La galleria d’arte, ovvero l’idea di concentrare e quindi, inevitabilmente, ridurre il perimetro dell’arte figurativa, furoreggia a Parigi e da lì nel resto dell’Occidente nel XIX secolo. Come il giardino zoologico, la galleria d’arte indica l’atteggiamento e il tratto più caratteristico della società borghese dell’Ottocento: trasformare il mondo in una sterminata bottega dove ammirare, gustare e, se possibile, acquistare creature e artefatti, pezzi di mondo comunque trasformati in cose.
Gli animali sono ancora in gabbia in quasi ogni città del mondo. Ma l’arte, la vera arte, che è, nella sua essenza più viva della vita stessa, è fuggita da tempo.

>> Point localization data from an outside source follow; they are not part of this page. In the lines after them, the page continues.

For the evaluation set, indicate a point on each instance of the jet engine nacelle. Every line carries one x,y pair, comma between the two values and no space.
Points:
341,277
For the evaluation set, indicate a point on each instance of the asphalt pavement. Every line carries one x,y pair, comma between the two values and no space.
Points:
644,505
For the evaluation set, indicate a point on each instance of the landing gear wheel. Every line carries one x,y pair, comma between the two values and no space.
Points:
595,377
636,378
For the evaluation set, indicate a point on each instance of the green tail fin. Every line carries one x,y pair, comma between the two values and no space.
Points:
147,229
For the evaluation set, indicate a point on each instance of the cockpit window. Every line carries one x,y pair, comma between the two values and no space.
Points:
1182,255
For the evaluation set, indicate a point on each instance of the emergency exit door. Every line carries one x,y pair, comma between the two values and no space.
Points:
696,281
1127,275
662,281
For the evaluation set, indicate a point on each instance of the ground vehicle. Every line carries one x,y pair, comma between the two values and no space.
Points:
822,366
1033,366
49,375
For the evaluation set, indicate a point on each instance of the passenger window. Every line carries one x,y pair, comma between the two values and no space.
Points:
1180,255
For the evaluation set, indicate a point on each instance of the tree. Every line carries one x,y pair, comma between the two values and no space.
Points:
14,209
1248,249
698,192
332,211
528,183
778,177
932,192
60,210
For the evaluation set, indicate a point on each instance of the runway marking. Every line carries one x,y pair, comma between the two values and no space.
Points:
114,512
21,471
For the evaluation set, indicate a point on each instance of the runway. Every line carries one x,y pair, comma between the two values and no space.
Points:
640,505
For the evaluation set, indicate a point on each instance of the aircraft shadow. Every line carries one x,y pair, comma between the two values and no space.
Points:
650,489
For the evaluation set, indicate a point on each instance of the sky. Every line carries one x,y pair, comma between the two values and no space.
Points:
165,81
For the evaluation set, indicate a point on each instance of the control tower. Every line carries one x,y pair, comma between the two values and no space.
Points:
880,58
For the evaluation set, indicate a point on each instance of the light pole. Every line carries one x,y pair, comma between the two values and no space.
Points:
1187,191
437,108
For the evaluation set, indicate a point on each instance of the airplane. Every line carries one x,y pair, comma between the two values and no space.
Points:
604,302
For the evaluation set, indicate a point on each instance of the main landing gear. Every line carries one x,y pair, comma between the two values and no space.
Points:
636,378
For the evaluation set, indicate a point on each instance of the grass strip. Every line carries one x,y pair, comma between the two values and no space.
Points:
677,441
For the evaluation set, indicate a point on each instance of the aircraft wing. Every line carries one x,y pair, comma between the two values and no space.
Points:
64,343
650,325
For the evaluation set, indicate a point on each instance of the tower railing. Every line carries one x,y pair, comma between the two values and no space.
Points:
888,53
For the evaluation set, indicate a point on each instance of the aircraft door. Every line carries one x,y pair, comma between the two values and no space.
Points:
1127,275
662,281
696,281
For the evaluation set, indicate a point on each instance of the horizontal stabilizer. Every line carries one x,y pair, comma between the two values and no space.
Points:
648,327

Barbara Cella, che dell’arte contemporanea si è fatta vestale, di questa fuga vuole essere complice, e suscita esibizioni in studi professionali, uffici, banche. Et voilà! Vai dal commercialista, dall’avvocato, e ti imbatti nella pittura, il quadro è appostato e tende tranelli salutari alla tua attenzione. Non è il cittadino che va in cerca dell’arte, ma avviene esattamente il contrario: l’arte, la buona arte, l’unica di cui Barbara si prenda cura con zelo amorevole si offre alla vista dei cittadini mentre agiscono la loro vita quotidiana, e attendono agli obblighi da essa imposti.
L’arte così interagisce con gli ingranaggi della normalità, nei luoghi della normalità e li trasfigura, per chi sa vedere, a un tempo li ammanta e li denuda, offre loro bellezza e ne sottolinea la funzione.
Wandering art, arte che vaga, appare come per incanto e lascia un segno indelebile, una scia colorata, dietro sé.